Delta Air Lines Inc Liquidity Ratios


Additional liquidity measure

Dec 31, 2023 Dec 31, 2022 Dec 31, 2021 Dec 31, 2020 Dec 31, 2019
Cash conversion cycle days -14.62 -23.90 -38.24 -1.39 -13.73

The cash conversion cycle of Delta Air Lines, Inc. has shown fluctuations over the past five years. In 2023, the company's cash conversion cycle decreased to 19.68 days from 22.92 days in 2022, indicating an improvement in its cash management efficiency. This suggests that Delta has been able to convert its investments in inventory and accounts receivable into cash more quickly in 2023.

Comparing to the prior years, in 2021 and 2020, the cash conversion cycle was relatively higher at 29.35 days and 29.81 days, respectively. This indicates that the company took longer to convert its investments into cash during these years, possibly facing challenges in managing working capital efficiently.

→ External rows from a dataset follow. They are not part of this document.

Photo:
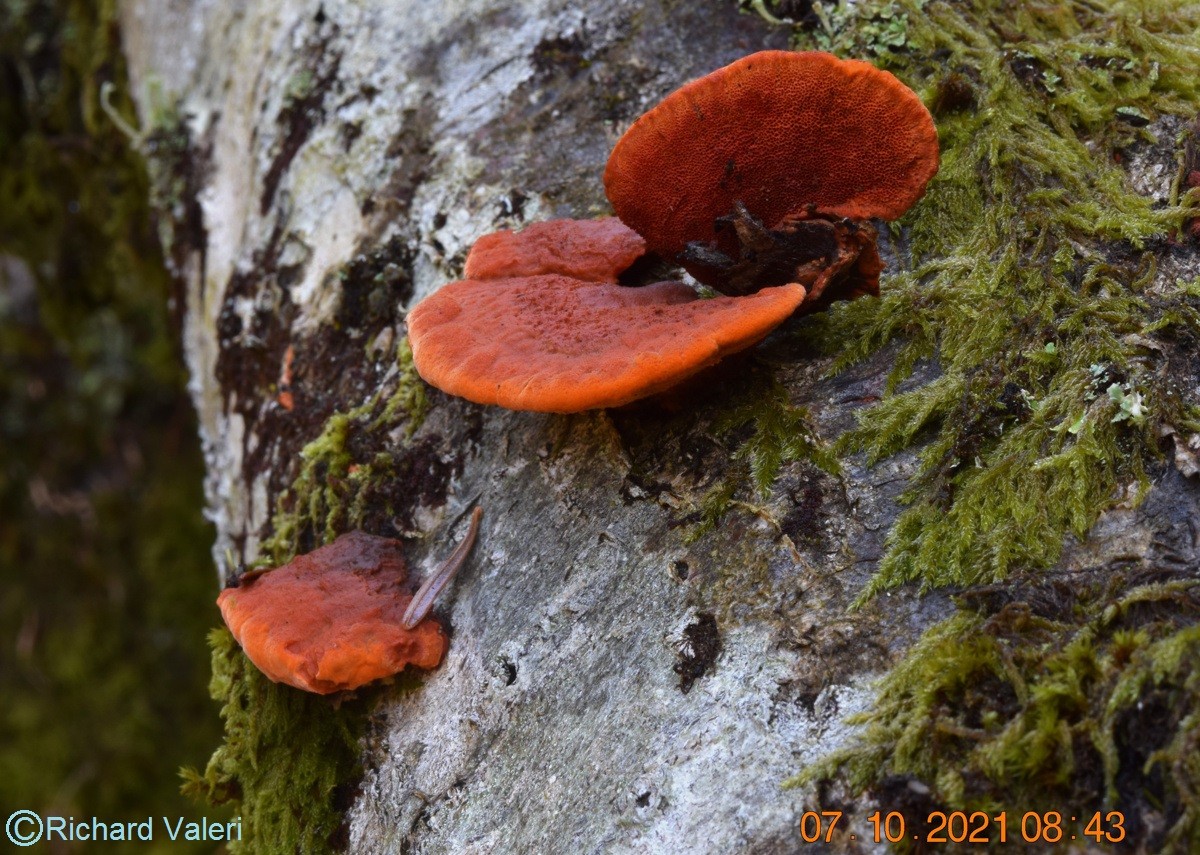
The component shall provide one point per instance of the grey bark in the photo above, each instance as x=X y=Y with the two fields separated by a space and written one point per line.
x=558 y=722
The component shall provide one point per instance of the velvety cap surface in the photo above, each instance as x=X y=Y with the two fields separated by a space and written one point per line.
x=330 y=620
x=557 y=344
x=777 y=131
x=595 y=250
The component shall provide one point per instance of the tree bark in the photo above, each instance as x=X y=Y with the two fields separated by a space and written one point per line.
x=612 y=683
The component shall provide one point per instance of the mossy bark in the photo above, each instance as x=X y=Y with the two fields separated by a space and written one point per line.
x=675 y=605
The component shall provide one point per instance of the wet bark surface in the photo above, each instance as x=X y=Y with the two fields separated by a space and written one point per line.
x=612 y=685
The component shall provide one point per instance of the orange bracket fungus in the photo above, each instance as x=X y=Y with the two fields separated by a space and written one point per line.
x=543 y=323
x=767 y=171
x=340 y=616
x=760 y=179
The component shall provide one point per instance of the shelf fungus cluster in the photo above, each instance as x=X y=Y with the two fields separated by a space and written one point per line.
x=760 y=179
x=340 y=616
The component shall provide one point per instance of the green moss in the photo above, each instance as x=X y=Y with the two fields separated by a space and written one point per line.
x=1029 y=237
x=291 y=759
x=288 y=761
x=1066 y=693
x=334 y=488
x=1027 y=297
x=768 y=432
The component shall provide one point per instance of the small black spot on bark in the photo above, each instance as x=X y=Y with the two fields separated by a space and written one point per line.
x=701 y=646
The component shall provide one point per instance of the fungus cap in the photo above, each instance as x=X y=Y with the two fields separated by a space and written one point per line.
x=331 y=620
x=593 y=250
x=559 y=345
x=775 y=131
x=563 y=344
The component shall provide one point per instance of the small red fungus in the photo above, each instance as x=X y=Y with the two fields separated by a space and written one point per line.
x=333 y=620
x=544 y=324
x=766 y=171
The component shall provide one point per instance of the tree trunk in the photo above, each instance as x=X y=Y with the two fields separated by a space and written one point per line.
x=645 y=646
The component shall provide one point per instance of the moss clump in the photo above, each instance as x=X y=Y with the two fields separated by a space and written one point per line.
x=1059 y=358
x=288 y=761
x=291 y=760
x=334 y=489
x=1069 y=693
x=1029 y=286
x=769 y=432
x=103 y=550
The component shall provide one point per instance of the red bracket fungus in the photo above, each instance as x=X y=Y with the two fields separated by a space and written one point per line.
x=543 y=323
x=766 y=172
x=335 y=619
x=759 y=178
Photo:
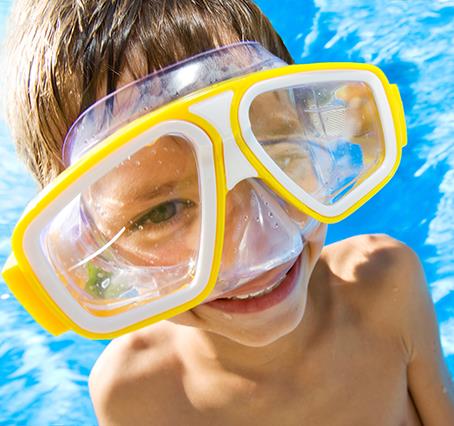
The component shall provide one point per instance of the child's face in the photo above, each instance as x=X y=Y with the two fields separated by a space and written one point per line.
x=157 y=191
x=263 y=320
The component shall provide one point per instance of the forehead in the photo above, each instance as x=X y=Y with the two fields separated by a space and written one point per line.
x=167 y=160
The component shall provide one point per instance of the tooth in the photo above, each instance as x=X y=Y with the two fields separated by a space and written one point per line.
x=258 y=293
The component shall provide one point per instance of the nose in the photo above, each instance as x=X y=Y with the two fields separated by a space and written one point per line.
x=261 y=231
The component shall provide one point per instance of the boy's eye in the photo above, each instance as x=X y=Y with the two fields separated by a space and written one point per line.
x=162 y=213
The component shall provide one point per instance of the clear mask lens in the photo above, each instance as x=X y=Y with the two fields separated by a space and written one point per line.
x=327 y=137
x=133 y=236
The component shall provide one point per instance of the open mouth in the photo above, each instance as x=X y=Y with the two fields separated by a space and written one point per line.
x=263 y=293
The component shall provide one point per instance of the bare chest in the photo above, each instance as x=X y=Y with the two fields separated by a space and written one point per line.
x=363 y=383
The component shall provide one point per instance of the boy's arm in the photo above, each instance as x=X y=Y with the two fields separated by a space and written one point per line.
x=429 y=381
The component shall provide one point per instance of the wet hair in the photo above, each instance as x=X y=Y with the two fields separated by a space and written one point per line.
x=62 y=55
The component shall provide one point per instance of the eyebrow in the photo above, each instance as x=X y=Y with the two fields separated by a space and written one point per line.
x=144 y=193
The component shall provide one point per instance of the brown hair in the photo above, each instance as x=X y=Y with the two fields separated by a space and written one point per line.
x=65 y=54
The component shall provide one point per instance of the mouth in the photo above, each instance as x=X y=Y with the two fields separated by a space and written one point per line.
x=263 y=293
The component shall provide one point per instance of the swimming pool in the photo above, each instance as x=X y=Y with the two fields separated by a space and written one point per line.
x=43 y=380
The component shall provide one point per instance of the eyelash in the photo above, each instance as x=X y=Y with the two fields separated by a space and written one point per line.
x=144 y=219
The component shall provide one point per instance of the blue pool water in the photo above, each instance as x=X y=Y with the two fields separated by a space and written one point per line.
x=43 y=379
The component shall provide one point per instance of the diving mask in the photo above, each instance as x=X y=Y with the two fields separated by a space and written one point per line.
x=133 y=231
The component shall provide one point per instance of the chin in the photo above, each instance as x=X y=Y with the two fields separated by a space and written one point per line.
x=262 y=320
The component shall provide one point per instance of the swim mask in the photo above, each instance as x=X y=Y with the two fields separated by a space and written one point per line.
x=197 y=179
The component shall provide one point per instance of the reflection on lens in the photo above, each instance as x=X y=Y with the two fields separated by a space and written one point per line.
x=327 y=137
x=133 y=235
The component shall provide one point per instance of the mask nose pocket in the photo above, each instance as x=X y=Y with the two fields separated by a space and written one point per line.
x=259 y=234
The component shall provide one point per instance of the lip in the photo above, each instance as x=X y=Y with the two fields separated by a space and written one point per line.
x=263 y=302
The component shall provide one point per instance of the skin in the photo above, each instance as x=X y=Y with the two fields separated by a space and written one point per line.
x=366 y=351
x=355 y=343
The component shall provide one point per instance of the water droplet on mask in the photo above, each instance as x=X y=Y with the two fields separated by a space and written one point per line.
x=105 y=283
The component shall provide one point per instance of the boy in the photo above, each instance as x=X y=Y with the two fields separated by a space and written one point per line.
x=354 y=341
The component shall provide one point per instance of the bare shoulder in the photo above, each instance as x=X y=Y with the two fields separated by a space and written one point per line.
x=381 y=280
x=132 y=376
x=374 y=258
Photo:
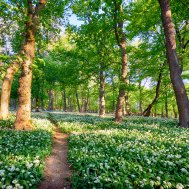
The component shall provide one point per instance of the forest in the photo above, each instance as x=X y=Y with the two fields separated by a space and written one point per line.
x=94 y=94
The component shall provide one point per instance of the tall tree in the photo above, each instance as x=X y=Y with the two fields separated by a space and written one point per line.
x=121 y=41
x=175 y=72
x=28 y=51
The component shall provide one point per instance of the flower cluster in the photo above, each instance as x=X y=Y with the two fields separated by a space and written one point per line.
x=140 y=153
x=22 y=155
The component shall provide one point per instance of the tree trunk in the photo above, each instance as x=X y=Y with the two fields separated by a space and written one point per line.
x=102 y=93
x=166 y=105
x=37 y=104
x=127 y=104
x=147 y=111
x=77 y=98
x=113 y=88
x=65 y=104
x=6 y=89
x=175 y=72
x=121 y=41
x=175 y=112
x=51 y=100
x=23 y=116
x=140 y=98
x=86 y=102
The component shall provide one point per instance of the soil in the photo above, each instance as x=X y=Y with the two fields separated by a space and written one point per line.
x=57 y=170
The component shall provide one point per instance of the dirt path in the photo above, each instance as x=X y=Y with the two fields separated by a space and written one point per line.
x=57 y=170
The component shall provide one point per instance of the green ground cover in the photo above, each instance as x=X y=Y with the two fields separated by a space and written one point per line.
x=22 y=153
x=140 y=153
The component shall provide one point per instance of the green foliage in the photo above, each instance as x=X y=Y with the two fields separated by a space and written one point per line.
x=22 y=153
x=140 y=153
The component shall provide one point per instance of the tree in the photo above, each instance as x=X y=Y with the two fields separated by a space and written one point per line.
x=175 y=72
x=30 y=15
x=121 y=42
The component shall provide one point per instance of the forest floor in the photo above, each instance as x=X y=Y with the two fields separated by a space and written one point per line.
x=57 y=170
x=140 y=152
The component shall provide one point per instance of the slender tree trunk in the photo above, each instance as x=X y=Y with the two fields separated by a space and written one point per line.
x=102 y=93
x=121 y=41
x=127 y=104
x=6 y=89
x=51 y=100
x=23 y=116
x=155 y=110
x=65 y=104
x=86 y=102
x=147 y=111
x=175 y=72
x=166 y=105
x=140 y=98
x=37 y=104
x=175 y=112
x=113 y=89
x=77 y=98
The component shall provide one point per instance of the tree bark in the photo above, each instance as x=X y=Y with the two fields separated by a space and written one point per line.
x=175 y=72
x=37 y=104
x=121 y=41
x=65 y=104
x=175 y=112
x=23 y=116
x=147 y=111
x=77 y=98
x=127 y=104
x=113 y=89
x=166 y=105
x=51 y=100
x=140 y=98
x=102 y=92
x=6 y=89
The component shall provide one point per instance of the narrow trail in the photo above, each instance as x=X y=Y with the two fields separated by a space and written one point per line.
x=57 y=171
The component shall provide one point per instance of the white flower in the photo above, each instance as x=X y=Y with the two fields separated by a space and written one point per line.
x=29 y=165
x=2 y=172
x=179 y=186
x=9 y=187
x=184 y=170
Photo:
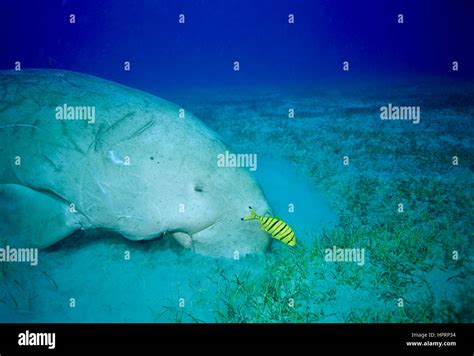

The lowest cash conversion cycle in the past five years was recorded in 2019 at 22.16 days, which suggests that the company was more effective in managing its cash flow and working capital during that year compared to the other years analyzed.

Overall, the trend in Delta Air Lines' cash conversion cycle indicates fluctuations in the efficiency of its cash management over the past five years, with improvements in some years and challenges in others. The company may need to continue monitoring and optimizing its working capital management practices to ensure effective cash conversion in the future.